It may feel like you were just at the pediatrician's office and now you're headed back again. Your baby will visit the doctor for more routine checkups in his first year than in any other year of his life.
The point of these visits is to make sure your baby is growing, developing normally, and staying healthy. They are also a great opportunity to ask any questions you have about your child's development, safety, immunizations, and nutrition.
Here are some of the questions parents ask at the two-month well-baby visit that your doctor will be able to address:
Is my baby eating enough?
Pediatricians generally recommend feeding babies whenever they seem hungry. If your baby is having problems gaining weight, your pediatrician will probably advise not to go too long without feeding, even if it means waking your baby. At about 2 months, your baby probably should be taking around 4 ounces at each feeding, and both breast and bottle feedings should be at least every 3 to 4 hours during the day with longer stretches at night.

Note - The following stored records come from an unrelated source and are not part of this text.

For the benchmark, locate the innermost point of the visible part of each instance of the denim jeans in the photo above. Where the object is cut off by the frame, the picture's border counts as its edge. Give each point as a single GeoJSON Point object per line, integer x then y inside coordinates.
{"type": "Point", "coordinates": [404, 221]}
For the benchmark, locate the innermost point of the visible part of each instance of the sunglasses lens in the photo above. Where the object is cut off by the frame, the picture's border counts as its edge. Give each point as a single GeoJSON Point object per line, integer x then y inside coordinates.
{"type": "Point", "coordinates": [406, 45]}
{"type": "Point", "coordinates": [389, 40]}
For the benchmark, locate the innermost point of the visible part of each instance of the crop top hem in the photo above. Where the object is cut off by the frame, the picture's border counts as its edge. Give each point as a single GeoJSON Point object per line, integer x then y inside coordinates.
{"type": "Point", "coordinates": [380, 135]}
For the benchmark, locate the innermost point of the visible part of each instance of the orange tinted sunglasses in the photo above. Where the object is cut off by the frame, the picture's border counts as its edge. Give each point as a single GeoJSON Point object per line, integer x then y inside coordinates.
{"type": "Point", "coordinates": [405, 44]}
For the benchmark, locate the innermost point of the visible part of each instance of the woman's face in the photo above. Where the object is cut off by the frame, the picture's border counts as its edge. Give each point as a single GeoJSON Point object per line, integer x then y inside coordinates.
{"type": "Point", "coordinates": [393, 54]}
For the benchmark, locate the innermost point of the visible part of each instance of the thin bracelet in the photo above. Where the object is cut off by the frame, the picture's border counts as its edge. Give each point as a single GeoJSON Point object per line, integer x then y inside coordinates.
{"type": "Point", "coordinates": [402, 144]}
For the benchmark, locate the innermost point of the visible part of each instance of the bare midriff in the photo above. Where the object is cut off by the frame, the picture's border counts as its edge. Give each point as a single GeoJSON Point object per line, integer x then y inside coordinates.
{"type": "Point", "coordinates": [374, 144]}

How do I know that my baby will stay on his back while sleeping?
Babies aren’t able to roll over by themselves until around 4 months of age. By that time, the chances of sudden infant death syndrome (SIDS) are reduced. And by then, your baby may prefer to be on his back because he’s become used to it. For now be sure to place your baby flat on his back to sleep and he will likely stay that way all night.
How much should my baby be peeing and pooping now?
At around two months, your baby should have at least four to six wet diapers a day. If you are breastfeeding, your baby’s stools should be soft and slightly runny. If you are formula-feeding, your baby’s stools will probably be a little firmer, but should not be hard or formed. The frequency of poopy diapers may range from a few each day day to once every few days. The color can also vary but should never be red, white, or black.
When will my baby start sleeping through the night without a feeding?
At about three months, your baby should sleep around 15 hours in a 24-hour period. Most babies will take 2 to 3 naps during the day, followed by a longer stretch during the night after a late-night feeding. The definition of "sleeping through the night" at this stage is only about 5 hours and ranges from baby to baby.
Should I be giving my baby vitamins if I’m breastfeeding?
Breastfed infants should be getting vitamin D supplements starting soon after birth, but additional supplements, water, juice, and solid foods usually aren't necessary. Your pediatrician will recommend what’s best for you and your baby.
Your Baby's Development This Week
Can you believe it? Your baby is almost 2 months old! How quickly the weeks are flying by!
Each day, your baby is growing and developing. His little hands, which once waved helplessly, are now moving with some purpose. They may be doing things like:
- Grasping objects
- Swatting at objects dangling in front of him
- Shaking toys
Week 7 Tips
- To avoid spit-ups, keep your baby calm during feedings and give him just a little milk or formula at a time.
- After each feeding, burp your baby to release excess gas. Keep him sitting upright for a few minutes before laying him in his crib.
- Many new moms feel a little down after their baby is born. If you still have the blues now that your baby is 7 weeks old, call your doctor -- you could have postpartum depression.
- Keep stuffed animals, pillows, comforters, and any other soft objects out of your baby's crib. To keep him warm, dress him in thicker pajamas.
- No matter how hard your baby cries, never shake him -- it could cause permanent brain damage. Get help with your frustration from a doctor, friend, or relative.
- It’s best, for your baby’s sake, not to drink alcohol if you're breastfeeding. If you are going to drink, talk to your doctor about it first, even if you don’t plan to drink much.
- Got a fussy baby? Aim for a consistent eat-sleep schedule. Avoid situations that you know make him cry.